A few recent events have made me think about changing some things at Magnatune. These events are:
- Walking around the Sxsw trade show and seeing many, many mp3 download sites exhibiting. They all sign up indie musicians and sell DRM-free music, and pay the artists decently. How is Magnatune different? Online Licensing, Listen-to-full-albums-for-free, Creative Commons, Internet Radio Stations & Podcasts are a few ways, but I don't think we do a good enough job differentiating ourselves
- we're getting several dozen free album requests from students, commercial and non-commercial podcasts, and other requests for free stuff.
So, I made several business decisions recently, some of which went live on the site today:
- The "Listen, Love It, Buy It" slogan is gone, replaced with a simple "Music downloads & License" and a sub-line of "Listen all you want for free, then license our music online, or buy our MP3/WAV downloads". This highlights our licensing, but is also a reaction to all the email I get asking people to highlight the non-DRMness of Magnatune
- A paragraph describing what we do is on the home page: "Listen to over 500 hand-picked complete albums. If you like what you hear, download an album for as little as $5 (you pick the price), or buy a real CD, or license our music for commercial use. You'll get MP3s & WAVs, and no copy protection (DRM), ever."

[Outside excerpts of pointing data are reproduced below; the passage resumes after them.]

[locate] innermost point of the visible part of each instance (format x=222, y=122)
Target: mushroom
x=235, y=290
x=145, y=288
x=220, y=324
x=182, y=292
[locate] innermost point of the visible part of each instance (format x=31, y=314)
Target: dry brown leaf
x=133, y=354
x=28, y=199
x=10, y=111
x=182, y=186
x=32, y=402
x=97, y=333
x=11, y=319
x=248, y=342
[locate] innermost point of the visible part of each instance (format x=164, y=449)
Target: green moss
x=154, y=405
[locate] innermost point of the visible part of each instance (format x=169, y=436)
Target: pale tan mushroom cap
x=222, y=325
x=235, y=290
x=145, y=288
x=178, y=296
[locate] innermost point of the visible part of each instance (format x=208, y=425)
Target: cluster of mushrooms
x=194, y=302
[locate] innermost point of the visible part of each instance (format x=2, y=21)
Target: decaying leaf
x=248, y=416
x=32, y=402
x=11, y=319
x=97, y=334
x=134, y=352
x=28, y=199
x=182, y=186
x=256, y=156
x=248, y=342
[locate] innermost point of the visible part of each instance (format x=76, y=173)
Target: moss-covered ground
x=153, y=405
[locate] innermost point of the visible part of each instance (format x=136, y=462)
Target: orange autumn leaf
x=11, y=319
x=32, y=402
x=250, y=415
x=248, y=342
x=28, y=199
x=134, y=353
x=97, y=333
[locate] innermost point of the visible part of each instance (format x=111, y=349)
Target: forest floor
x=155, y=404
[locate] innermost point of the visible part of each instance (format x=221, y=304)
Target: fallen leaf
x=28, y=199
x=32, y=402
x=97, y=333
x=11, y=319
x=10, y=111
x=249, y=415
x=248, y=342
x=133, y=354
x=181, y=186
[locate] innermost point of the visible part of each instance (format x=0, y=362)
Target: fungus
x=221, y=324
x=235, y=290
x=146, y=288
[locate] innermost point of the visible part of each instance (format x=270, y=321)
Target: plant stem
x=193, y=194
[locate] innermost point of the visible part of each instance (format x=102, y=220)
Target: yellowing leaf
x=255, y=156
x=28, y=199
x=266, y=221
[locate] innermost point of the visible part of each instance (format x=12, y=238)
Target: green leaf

- More controversially, I'm ending our "free perfect quality album for students and podcasters" promotion. What this means is that if you want a copy of the WAV files of an album, you'll need to spend at least $5 to buy it. If you can settle for 128k MP3s, you can download them for free, under the non-commercial license option, just as you've always been able to. Until today, if you were a student or podcaster, in addition to being able to freely download our 128k mp3s without contacting us, you could also email us and ask for a free full quality download of the album you were interested in. The problem with this policy is that we were getting dozens of requests every day from students for free albums and I have to pay someone to go through each request to see that it's sincere, and not someone just trying to cage a free album from us. That's expensive, and I'm not sure that paying someone to give free albums away is a good investment. As far as requests for free albums for podcasters go, a lot of requests are from commercial podcasts trying to get royalty free music, and it's really not worth arguing with them when a podcast license for a song is just $8. When it came to non-commercial podcasts, which I really do want to promote, my staff person had to check out their web site, make sure they're really non-commercial, and then send them the music. When we followed up, we found that less than one in five of the podcasters we'd given music to had actually played our music on their podcast. That's a lot of wasted effort, so I've decided that from now on, if you want a perfect quality version of an album, you need to spend at least $5 and buy it. If you're a non-commercial podcaster, you can play that audio on your podcast royalty free (and ASCAP/BMI free, too, under the Creative Commons license terms). It's a tough decision, but hopefully people who are disappointed with this change will realize that Magnatune needs to make money if it's going to survive, which means we can't always give things away for free.
Two new initiatives we're starting to work on, that will take about 4-6 months to launch:
- OnSiteMusic.com - a Magnatune spin-off company, that will focus exclusively on licensing music to stores and restaurants (ie, Muzak, only cool and not evil). This will also tie into our new wholesale-to-shops CD offering, letting stores sell our music, with their own packaging if they wish (ie, like Starbucks does)
- iLicenseMusic.com - a Magnatune spin-off company that will focus exclusively on music licensing. We believe some companies are confused or turned off by all the consumer offerings of Magnatune (downloads, CDs, podcasts, etc), and just want to get the music they need, and get on with their work.
Magnatune will continue to offer everything we do, but the Magnatune web site will continue to be crowded with options, and so I think that specialized sites that clearly do one thing well, are a good decision for the future.